CN1279160C - Acremonium elegans bacterial agent with nematodeicidal function and its preparation method and application - Google Patents

Abstract

The present invention relates to a bactericidal monacrosporium elegans agent with a wireworm killing function and a preparation method and an application thereof, which belongs to the technical field of microbial pesticides. The production strain of the bactericidal agent is monacrosporium elegans, and the number of the production strain is YMF1.00027. The bactericidal agent is prepared by a conventional method, wherein a liquid fermentation culturing medium has the formula of 0.1 % of glucose, 0.1% of ammonium sulfate, 0.05% of magnesium sulfate, 100g of potato boiling juice and 0.001% of ferrous sulfate heptahydrate, wherein water is added to the formula until the volume is 1L and the pH value is 6.5. The method for extracting the effective ingredients of wireworms from a liquid fermentation product comprises the following steps: a fermentation culturing product is filtered, and supernatant fluid concentrated by the ammonium sulfate can be used as medicine liquor for killing the wireworms. The bactericidal agent has high toxicity to panagrellus redivivus wireworms and pine wireworms, and has good application prospects.

Description

Acremonium elegans bacterial agent with nematodeicidal function and its preparation method and application

Technical field:

The invention relates to a Caenorhamona elegans fungus agent with a nematicide function, a preparation method and application thereof, and belongs to the technical field of biological pesticides.

Background technique:

Plant nematodes are a common plant disease worldwide. There are more than 70 known species of root-knot nematodes alone, which harm more than 3,000 plants and cause huge losses every year. According to the statistics of the Food and Agriculture Organization of the United Nations, the global losses caused by nematodes are as high as 100 billion U.S. dollars every year. In 2001, the losses caused by nematode damage to crops in my country were as high as 23.3 billion yuan. Pine xylophilus is known as smokeless forest fires, which have seriously occurred in some areas such as Jiangsu, Zhejiang, Guangdong, Shandong, Anhui, Hubei, Shanghai, Taiwan, Hong Kong, etc., and have a tendency to spread to the whole country. What's more serious is that root-knot nematodes cause crop wounds after infestation, resulting in serious root diseases of crops.
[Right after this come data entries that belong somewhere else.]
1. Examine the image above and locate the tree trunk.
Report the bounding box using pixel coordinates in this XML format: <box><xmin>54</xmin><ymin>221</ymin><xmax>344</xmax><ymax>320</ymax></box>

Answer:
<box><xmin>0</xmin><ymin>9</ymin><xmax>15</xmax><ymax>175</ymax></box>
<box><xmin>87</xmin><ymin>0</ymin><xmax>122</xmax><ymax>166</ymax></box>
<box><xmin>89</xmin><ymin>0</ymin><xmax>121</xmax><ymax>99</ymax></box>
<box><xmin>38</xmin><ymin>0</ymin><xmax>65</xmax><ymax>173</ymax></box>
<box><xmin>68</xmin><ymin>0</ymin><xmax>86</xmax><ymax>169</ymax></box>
At present, chemical nematicides are still the main method of nematode control. Invented in the 1940s, chemical nematicides have played an important role in ensuring agricultural production and preventing nematode diseases for a long time. However, with the advancement of science and technology, it was found that many chemical nematicides have side effects, which not only produce drug resistance, but also cause environmental pollution and endanger human health. Many of them have been banned or will be banned one after another. For example, the use of methyl bromide and methylene bromide has been banned in the United States. Chemical nematicides have brought serious negative impacts on human health and the environment while preventing nematodes and ensuring agricultural production. It is imminent to develop high-efficiency and low-toxic nematicides and biological nematicides.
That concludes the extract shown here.